I need some help with a dm heel ulcer... I'm a homecare nurse, and we use Convatec protocol for our wound care (unless we come up with something else on our own of course). This DM patient has a heel ulcer which is about 2cmx2cmx0.3 and a few weeks ago it was hyperkeratotic/callused/dry so I went by the protocol for dry dm ulcer and did Aquacel Ag with Duoderm Signal. The patient hated the Aquacel, said it burned. So, I switched to Duoderm Hydrogel with Duoderm Signal as wound was still dry and this is another option in our protocol. Well, the wound went from dry/callused/hyperkeratotic to wet, macerated and is now deeper in one week.
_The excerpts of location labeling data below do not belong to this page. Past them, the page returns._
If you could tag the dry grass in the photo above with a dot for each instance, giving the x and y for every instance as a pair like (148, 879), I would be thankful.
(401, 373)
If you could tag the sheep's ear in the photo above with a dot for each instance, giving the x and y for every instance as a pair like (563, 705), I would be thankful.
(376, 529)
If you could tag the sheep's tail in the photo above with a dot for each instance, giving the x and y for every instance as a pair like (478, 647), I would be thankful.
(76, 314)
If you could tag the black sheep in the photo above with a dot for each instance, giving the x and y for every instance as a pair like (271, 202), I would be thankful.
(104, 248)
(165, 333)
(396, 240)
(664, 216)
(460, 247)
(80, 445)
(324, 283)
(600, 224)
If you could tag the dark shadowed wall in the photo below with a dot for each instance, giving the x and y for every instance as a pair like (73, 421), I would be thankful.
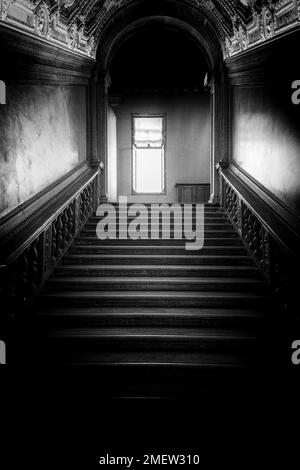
(42, 137)
(265, 122)
(188, 140)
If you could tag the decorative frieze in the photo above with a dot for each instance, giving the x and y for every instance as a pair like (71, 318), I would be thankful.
(77, 24)
(268, 21)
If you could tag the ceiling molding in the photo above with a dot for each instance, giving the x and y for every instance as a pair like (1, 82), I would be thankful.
(76, 25)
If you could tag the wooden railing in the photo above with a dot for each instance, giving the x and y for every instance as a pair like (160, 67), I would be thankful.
(28, 266)
(189, 193)
(277, 259)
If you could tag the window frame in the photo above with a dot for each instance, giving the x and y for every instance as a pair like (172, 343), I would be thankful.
(164, 172)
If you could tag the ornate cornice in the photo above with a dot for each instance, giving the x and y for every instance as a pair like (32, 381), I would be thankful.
(77, 24)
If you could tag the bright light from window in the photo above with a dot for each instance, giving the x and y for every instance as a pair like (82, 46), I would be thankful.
(148, 154)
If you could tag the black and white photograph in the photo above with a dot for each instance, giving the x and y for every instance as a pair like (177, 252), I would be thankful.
(149, 222)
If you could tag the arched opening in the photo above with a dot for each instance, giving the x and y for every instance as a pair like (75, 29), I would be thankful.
(162, 60)
(157, 79)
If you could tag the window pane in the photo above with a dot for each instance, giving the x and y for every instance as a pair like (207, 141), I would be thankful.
(148, 171)
(148, 131)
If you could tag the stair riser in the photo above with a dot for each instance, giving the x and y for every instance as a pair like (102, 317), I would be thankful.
(97, 250)
(170, 302)
(157, 321)
(209, 230)
(208, 219)
(235, 241)
(149, 272)
(146, 286)
(67, 346)
(193, 261)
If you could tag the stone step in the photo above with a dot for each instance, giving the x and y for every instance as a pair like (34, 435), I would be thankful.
(225, 260)
(168, 235)
(146, 317)
(169, 299)
(134, 338)
(159, 270)
(207, 217)
(94, 241)
(91, 226)
(154, 284)
(133, 249)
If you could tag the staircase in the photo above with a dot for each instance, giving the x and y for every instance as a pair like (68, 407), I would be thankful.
(155, 320)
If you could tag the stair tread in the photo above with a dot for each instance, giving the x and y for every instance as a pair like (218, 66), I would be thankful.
(149, 332)
(133, 256)
(155, 294)
(116, 267)
(152, 312)
(177, 280)
(156, 248)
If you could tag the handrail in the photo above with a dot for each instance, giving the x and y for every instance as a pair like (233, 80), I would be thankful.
(273, 246)
(34, 253)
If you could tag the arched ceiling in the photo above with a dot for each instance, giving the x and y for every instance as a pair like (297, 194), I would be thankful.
(78, 24)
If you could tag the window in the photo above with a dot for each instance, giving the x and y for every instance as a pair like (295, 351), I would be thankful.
(148, 149)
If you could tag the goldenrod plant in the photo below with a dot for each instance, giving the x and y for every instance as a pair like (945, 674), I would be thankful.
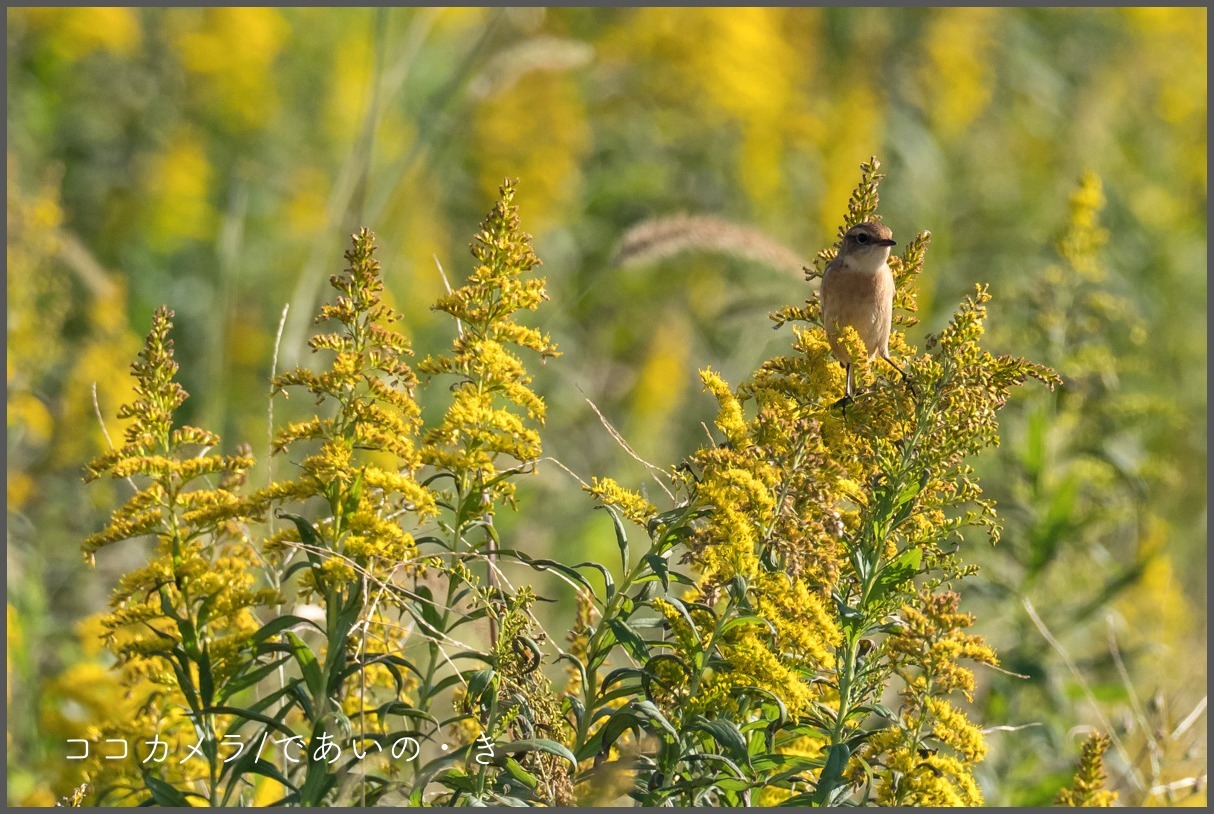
(359, 631)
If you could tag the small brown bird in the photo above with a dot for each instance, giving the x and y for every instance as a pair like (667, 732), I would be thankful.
(857, 290)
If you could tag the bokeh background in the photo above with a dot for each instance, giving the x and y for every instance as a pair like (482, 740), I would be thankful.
(216, 160)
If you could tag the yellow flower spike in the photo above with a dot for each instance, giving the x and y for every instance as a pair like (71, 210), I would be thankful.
(483, 422)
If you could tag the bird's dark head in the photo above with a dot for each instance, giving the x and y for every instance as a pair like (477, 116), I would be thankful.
(867, 245)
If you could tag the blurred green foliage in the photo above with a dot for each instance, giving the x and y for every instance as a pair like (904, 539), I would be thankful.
(216, 159)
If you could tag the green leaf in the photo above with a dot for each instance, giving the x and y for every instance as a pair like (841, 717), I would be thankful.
(830, 779)
(537, 745)
(165, 795)
(629, 638)
(478, 683)
(727, 734)
(521, 774)
(896, 571)
(661, 568)
(308, 665)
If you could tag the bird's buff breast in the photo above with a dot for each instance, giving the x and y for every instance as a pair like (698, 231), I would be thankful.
(857, 299)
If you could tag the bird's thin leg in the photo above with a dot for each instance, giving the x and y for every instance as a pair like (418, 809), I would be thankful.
(847, 391)
(905, 377)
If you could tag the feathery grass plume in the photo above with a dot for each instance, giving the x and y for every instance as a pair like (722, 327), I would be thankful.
(492, 403)
(659, 238)
(535, 53)
(1088, 789)
(181, 626)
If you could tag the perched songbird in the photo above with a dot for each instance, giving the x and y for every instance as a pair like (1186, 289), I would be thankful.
(857, 290)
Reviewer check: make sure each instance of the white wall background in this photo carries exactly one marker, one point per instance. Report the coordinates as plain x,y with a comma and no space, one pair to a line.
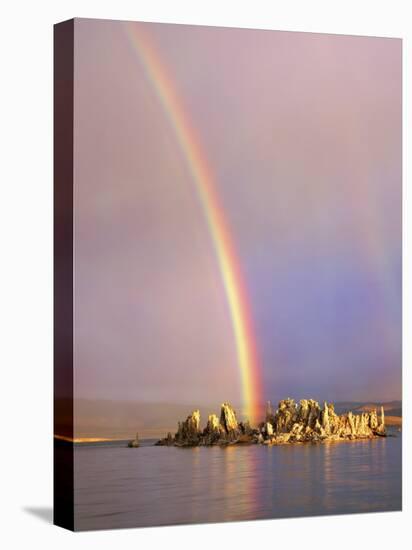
26,268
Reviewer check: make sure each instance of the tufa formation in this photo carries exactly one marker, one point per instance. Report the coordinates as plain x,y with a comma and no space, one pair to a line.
289,423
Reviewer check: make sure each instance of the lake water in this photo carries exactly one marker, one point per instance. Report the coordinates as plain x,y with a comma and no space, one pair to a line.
120,487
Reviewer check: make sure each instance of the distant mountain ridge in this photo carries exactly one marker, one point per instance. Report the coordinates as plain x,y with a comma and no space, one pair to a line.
121,420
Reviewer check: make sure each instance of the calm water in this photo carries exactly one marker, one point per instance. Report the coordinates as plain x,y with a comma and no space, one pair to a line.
121,487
I haven't dealt with these extremes before, and am not sure what to do next, I don't want to change to a dry dressing and have it just go back to being callused but I don't want it to be macerated either?! Any advice is appreciated!
Apr 22, '10
You could try using the Duoderm signal by itself. I don't know if you have Mepilex. I would use Mepilex AG on this type of wound.
Apr 23, '10
Is the pt walking on this ulcer? It needs to be properly off loaded or the build up cycle will continue. Regranx might be an option if the base is clean. Is it being occassionally sharp debrided?
May 5, '10
Does this patient have lower extremity edema? This needs to be addressed foremost.
Does the wound have slough? If so, Santyl to wound bed, calcium alginate, dsd.
Jun 27, '10
if a pt has a large periwound callous, it needs to be debrided so proper healing can occur. strict offloading is a must, and so orthotics should be looked at. sometimes diabetic foot ulcers (plantar) need to "look" worse before they get better.